Since then, Russia has been careful to criticize the environmental problems it associates with pipelines that go all the way across the Caspian, instead of only part of the way from a country's oil fields to its shoreline. There has been no explanation of what the environmental difference is.
Most recently, during a visit to Astana two weeks ago (30 May), Kalyuzhny argued against a Caspian oil route between Kazakhstan and Azerbaijan. Kalyuzhny said: "Before starting to realize a project on underwater trans-Caspian pipelines we need to first resolve the problem of ecological safety."
Kalyuzhny did not say what it would take for the problem to be resolved. He also did not explain why Russia's Blue Stream project to pipe gas across the Black Sea to Turkey should be any safer than a comparable Caspian line.
Recent Russian statements have taken a progressively softer tone on U.S.-backed pipelines that could serve the interests of allies like Kazakhstan.
In March, Kalyuzhny said Russia would not oppose any pipelines "if they are economically profitable." Then last month, Deputy Foreign Minister Ivan Ivanov was reported as saying that Russian firms were ready to take part in building the Baku-Ceyhan pipeline, although he continued to argue that "the line is not economic."
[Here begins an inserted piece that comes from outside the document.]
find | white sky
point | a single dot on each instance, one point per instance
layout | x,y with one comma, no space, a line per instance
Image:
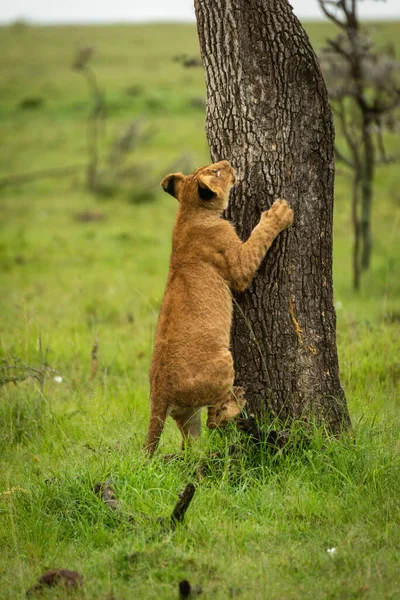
76,11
Russia now seems to be using the environmental issue in much the same way -- saying, in effect, if only it were safe, Moscow would not oppose it. That approach could leave options open in case Russian companies find a future use for trans-Caspian routes. Only Russia will decide when it finds a pipeline to be environmentally safe.
Unfortunately, an approach that combines ecology with strategy can only detract from the legitimate concerns about the Caspian environment. A century of oil development in the region has already left much of it in deplorable shape.
Declining fish populations, together with the lack of a binding international agreement among the five shoreline states, are important reasons for concerted action. Despite its concern, Russia has done little to curb its industrial waste in the Caspian. The bombing of Chechnya's oil fields in the most recent war has reportedly added to the polluted runoff.
A true test will come when the Caspian nations see their environment as a reason to regulate themselves -- instead of regulating others with competing pipeline projects.